- Elysian Fields
- Coordinates: 31°05′21″N 91°01′30″W﻿ / ﻿31.08917°N 91.02500°W
- Country: United States
- State: Mississippi
- County: Amite
- Elevation: 315 ft (96 m)
- Time zone: UTC-6 (Central (CST))
- • Summer (DST): UTC-5 (CDT)
- GNIS feature ID: 685256

= Elysian Fields, Mississippi =

Elysian Fields is a ghost town in Amite County, Mississippi, United States.

Established in the early 18th century, the settlement today is uninhabited and covered by forest.

==History==
Elysian Fields was located approximately 2.5 mi east of the present city of Centreville. The settlement began in 1718 as a rest station along a pioneer trail and pony mail route.

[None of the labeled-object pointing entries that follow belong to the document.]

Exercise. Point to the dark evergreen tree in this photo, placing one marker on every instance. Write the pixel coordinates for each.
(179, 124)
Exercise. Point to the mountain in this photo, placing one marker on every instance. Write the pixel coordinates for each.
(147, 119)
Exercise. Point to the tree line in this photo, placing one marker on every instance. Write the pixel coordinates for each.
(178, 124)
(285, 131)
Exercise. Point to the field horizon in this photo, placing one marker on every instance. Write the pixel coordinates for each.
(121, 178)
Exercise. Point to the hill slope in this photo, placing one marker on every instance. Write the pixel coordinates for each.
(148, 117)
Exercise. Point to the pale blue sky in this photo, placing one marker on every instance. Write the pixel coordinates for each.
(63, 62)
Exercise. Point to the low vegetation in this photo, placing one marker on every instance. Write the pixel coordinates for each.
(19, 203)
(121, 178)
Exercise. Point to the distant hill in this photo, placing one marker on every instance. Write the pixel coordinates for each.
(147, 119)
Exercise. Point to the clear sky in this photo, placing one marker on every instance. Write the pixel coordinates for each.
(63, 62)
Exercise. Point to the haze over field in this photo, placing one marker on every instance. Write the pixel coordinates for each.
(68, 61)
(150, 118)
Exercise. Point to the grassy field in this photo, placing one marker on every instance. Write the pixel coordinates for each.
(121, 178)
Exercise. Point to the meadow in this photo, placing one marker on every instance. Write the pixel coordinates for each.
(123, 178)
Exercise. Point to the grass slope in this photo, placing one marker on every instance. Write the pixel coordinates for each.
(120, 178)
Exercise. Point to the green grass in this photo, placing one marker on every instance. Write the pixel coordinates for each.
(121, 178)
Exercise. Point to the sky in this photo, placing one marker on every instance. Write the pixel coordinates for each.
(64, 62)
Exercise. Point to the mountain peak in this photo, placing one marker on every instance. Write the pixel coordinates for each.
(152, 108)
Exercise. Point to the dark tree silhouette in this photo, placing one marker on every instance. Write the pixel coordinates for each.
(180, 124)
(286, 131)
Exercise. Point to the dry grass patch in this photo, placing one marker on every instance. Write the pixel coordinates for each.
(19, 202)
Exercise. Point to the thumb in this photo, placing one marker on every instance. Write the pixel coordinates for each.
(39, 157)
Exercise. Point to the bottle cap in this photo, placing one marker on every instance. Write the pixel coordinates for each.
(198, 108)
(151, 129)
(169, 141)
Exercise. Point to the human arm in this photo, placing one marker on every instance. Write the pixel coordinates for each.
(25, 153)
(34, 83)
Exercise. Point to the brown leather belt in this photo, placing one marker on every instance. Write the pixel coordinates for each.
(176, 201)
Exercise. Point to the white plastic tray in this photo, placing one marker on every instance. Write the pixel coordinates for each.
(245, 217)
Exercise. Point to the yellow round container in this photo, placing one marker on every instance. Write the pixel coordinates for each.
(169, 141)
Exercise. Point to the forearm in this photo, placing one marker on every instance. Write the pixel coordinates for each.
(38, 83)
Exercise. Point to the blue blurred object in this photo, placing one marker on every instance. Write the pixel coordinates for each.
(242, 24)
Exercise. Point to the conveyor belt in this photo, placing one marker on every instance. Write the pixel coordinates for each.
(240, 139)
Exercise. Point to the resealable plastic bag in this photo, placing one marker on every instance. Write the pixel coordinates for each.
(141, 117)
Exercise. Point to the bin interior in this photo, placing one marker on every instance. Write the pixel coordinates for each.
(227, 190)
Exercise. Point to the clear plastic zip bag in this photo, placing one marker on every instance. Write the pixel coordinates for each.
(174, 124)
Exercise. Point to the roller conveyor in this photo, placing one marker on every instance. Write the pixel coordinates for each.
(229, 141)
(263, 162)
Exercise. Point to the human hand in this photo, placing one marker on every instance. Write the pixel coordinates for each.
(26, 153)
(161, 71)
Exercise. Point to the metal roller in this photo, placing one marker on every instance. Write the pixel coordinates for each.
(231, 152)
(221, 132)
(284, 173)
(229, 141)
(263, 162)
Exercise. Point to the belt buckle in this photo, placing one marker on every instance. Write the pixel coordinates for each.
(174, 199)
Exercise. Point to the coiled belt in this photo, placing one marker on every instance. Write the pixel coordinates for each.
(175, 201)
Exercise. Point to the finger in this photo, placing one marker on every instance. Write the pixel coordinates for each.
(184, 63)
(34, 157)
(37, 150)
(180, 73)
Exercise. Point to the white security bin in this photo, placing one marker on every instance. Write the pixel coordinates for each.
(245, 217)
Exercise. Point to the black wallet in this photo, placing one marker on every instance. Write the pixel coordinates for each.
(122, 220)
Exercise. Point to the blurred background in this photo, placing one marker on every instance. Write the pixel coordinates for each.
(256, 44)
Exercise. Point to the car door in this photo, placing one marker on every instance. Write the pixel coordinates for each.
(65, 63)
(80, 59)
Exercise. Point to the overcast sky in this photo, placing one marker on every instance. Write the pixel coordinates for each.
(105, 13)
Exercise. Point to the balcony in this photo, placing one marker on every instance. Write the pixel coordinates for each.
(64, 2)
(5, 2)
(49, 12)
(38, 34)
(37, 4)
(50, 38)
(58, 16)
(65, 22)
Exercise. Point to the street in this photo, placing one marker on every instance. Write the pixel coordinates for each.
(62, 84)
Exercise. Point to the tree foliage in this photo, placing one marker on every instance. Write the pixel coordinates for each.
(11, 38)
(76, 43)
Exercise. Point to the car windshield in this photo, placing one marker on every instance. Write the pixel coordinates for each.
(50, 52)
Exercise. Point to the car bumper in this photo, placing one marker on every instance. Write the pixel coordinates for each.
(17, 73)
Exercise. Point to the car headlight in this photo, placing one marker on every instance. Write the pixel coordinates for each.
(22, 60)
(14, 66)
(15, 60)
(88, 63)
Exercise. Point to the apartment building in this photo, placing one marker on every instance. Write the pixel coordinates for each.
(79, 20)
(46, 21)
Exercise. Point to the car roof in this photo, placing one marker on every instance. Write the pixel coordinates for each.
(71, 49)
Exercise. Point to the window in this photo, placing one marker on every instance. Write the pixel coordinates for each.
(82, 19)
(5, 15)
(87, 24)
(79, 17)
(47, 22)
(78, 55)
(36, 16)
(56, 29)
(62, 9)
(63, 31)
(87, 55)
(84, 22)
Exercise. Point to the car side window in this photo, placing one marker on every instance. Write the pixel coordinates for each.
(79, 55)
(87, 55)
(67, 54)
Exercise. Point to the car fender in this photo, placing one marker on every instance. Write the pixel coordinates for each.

The Spanish established a trading post at Elysian Fields in 1781, and used the site until 1789 as a place where land grants were provided to settlers arriving from the eastern American states. After Spanish rule ended in 1798, Elysian Fields became the location of the Amite County courthouse, and the town was sometimes referred to as "Amite Courthouse".

Settlers began to populate the town, and erected the New Providence Baptist Church in 1804, and the Midway Methodist Church in 1817. An auxiliary branch of the American Bible Society was established in 1823, and a post office was built in 1824.

A gazetteer from 1838 described Amite County's "chief towns" as Liberty, Centreville and Elysian Fields.

Elysian Fields relocated to Centreville in 1883 after the Yazoo and Mississippi Valley Railroad was constructed there. The former site of Elysian Fields, then called "Old Centreville", soon became extinct.